I wrote on this at length this week at the excellent web journal TomDispatch measuring the spin transmitted by mainstream news outlets against the real processes occurring in the region. And wondering why Washington-based correspondents seem to take Condi's fantasy narrative a lot more seriously than their counterparts in Israel and the Arab world.
But as the week wore on, it became blatantly obvious that Rice's efforts, and her perspective, are largely irrelevant to events now unfolding, and what much of the media appears reluctant to tell its readers — perhaps for fear of offending Condi and her handlers? — is that even those Arab leaders considered closest to the U.S. have taken to ignoring the advice and injunctions of the Secretary of State and the Administration she represents.
The bubble finally burst in Riyadh this week, when King Abdullah — who has already blatantly ignored failed U.S. policies of trying to isolate both, by engaging extensively with the Iranians on regional tensions in Lebanon and elsewhere, and by brokering a Palestinian unity government that put President Mahmoud Abbas into a power sharing arrangement with Hamas, against the express wishes of the Bush Administration — rhetorically slapped down the U.S. occupation of Iraq, calling it illegal, and also demanding an end to the U.S. led financial siege of the Palestinian Authority.

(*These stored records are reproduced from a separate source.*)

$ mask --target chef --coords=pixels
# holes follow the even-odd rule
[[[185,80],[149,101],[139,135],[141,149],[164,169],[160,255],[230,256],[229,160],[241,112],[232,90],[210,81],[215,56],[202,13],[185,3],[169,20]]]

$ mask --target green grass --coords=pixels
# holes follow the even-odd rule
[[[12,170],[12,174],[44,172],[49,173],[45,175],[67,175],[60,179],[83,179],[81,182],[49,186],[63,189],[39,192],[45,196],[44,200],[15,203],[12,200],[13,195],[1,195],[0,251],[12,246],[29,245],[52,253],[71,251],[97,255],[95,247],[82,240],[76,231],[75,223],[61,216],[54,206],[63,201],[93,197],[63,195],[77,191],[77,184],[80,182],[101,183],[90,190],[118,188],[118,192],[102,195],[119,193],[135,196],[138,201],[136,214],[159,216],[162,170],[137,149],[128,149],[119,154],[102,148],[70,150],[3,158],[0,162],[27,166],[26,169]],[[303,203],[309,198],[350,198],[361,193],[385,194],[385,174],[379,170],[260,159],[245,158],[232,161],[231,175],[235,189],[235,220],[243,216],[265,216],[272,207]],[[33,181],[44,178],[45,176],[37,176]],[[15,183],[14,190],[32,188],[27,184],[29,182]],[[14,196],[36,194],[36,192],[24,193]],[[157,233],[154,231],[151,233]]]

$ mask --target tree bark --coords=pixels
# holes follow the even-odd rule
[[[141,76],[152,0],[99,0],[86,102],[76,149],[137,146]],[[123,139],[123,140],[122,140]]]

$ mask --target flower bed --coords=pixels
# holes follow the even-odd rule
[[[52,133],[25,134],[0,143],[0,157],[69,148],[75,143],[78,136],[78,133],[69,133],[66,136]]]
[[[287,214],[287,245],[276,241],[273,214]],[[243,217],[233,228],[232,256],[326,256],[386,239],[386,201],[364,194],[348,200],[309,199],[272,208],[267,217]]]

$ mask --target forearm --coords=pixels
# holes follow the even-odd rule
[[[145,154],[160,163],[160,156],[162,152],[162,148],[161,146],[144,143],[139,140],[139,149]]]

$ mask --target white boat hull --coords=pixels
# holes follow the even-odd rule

What's interesting about the sudden public break from Washington and assertion of political independence by the "Arab moderates" that were supposedly the vanguard of Bush Administration Middle East policy Version 7.4, is that it is a profound vote of no-confidence in U.S. policy. The Saudis, Egyptians and Jordanians could simply no longer sit back and watch the U.S. wreaking havoc throughout the region, because the resulting catastrophe would sweep away their regimes, too. It was as if Abdullah had given George W. Bush five years to pursue his fantasy of remaking the region through force, and now had to call time on the Bush era before it was too late for his own regime.

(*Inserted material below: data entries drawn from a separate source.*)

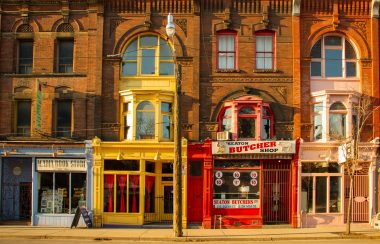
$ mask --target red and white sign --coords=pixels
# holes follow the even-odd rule
[[[257,180],[256,179],[252,179],[250,181],[250,183],[251,183],[251,186],[257,186]]]
[[[216,179],[215,180],[215,185],[217,185],[217,186],[223,185],[223,180],[222,179]]]
[[[259,199],[214,199],[214,208],[259,208]]]
[[[212,154],[293,154],[295,145],[295,141],[216,141]]]
[[[252,171],[251,172],[251,178],[252,179],[256,179],[257,178],[257,172],[256,171]]]

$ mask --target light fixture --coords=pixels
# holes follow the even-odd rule
[[[175,34],[175,25],[173,22],[173,15],[169,13],[168,15],[168,23],[166,25],[166,34],[172,38]]]
[[[159,152],[156,153],[156,155],[154,155],[154,160],[160,160],[161,159],[161,154]]]

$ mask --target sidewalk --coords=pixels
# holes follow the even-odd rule
[[[58,228],[30,226],[0,226],[0,240],[19,239],[85,239],[85,240],[136,240],[136,241],[263,241],[310,239],[380,239],[380,230],[355,226],[353,235],[344,236],[345,227],[273,228],[273,229],[184,229],[183,237],[175,238],[172,229],[129,228]]]

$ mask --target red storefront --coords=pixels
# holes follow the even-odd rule
[[[204,228],[296,226],[298,148],[298,141],[189,145],[188,221]]]

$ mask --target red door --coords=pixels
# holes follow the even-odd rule
[[[187,181],[187,220],[188,222],[202,222],[203,218],[203,164],[202,162],[189,163],[189,177]]]

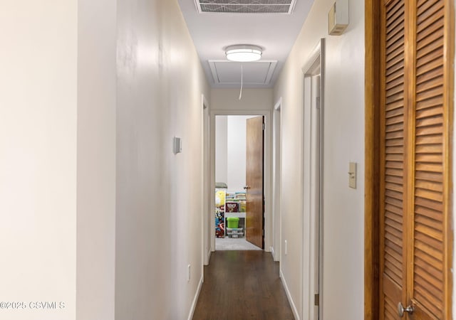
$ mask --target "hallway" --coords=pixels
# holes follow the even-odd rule
[[[294,319],[279,263],[264,251],[216,251],[193,320]]]

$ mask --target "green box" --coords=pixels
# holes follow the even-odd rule
[[[239,225],[239,218],[227,218],[227,221],[228,221],[228,228],[237,228]]]

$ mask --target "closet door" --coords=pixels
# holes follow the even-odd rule
[[[445,295],[448,297],[445,230],[449,174],[445,140],[450,132],[445,123],[448,117],[445,103],[445,2],[418,0],[413,12],[415,68],[410,113],[415,159],[407,303],[411,302],[415,308],[410,319],[448,319],[445,311]]]
[[[381,3],[380,318],[450,319],[450,0]]]
[[[406,206],[405,1],[382,6],[380,140],[380,319],[397,319],[405,299]]]

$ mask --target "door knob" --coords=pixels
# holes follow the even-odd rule
[[[402,305],[401,302],[399,302],[399,304],[398,304],[398,314],[400,317],[404,316],[404,312],[407,312],[408,314],[412,314],[413,313],[413,310],[414,308],[412,305],[408,306],[406,308],[404,308],[404,306]]]

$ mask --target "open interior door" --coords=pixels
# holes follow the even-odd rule
[[[263,166],[263,116],[247,120],[246,239],[264,248]]]

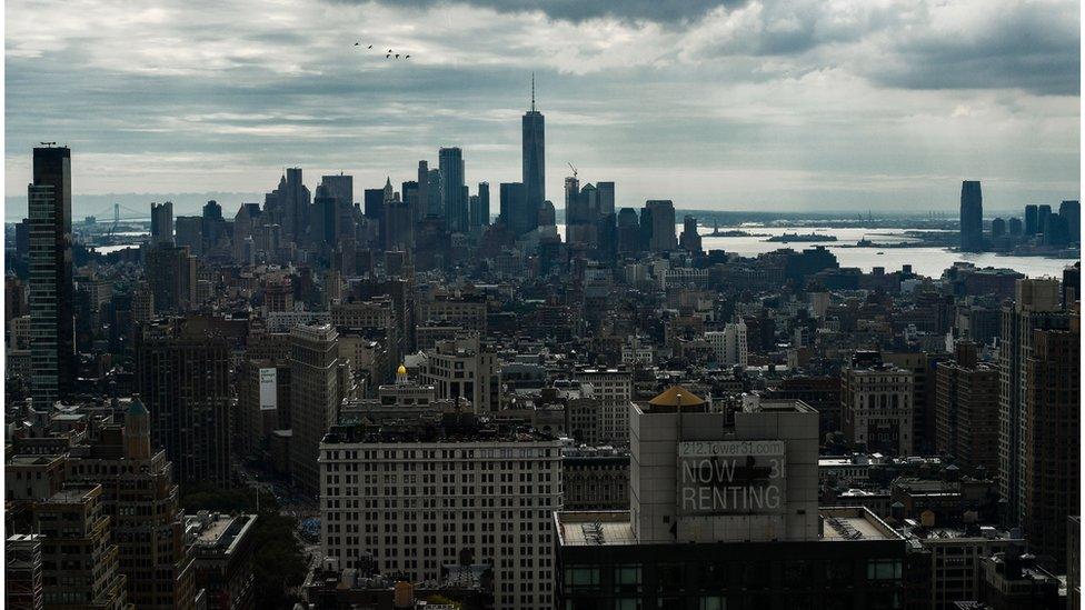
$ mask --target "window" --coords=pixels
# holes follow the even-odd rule
[[[866,563],[867,580],[899,580],[902,571],[899,559],[875,559]]]
[[[616,591],[640,590],[640,566],[618,566],[614,569],[614,584]]]
[[[566,568],[565,587],[567,589],[590,589],[599,586],[598,568]]]
[[[727,610],[727,598],[723,596],[706,596],[700,598],[700,610]]]

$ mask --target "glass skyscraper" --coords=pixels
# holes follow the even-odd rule
[[[28,194],[31,399],[36,411],[48,413],[76,379],[71,151],[67,147],[34,149]]]
[[[535,109],[535,77],[531,77],[531,110],[524,113],[524,193],[525,210],[517,214],[530,231],[538,227],[539,208],[546,201],[546,126],[542,113]]]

The Saudis are distancing themselves from the US out of self-interest. But the gestures towards discussing Israeli-Palestinian peace right now are a symptom of the combined political weakness of all the main participants — the Arab regimes, the Israeli government, President Mahmoud Abbas and the U.S. And the Arabs are making clear that no progress is possible unless the U.S. is prepared to press Israel, which is extremely unlikely both because of Bush's own preferences, but also, frankly, because of the grip of AIPAC on mainstream thinking in both parties in Washington. Etc etc.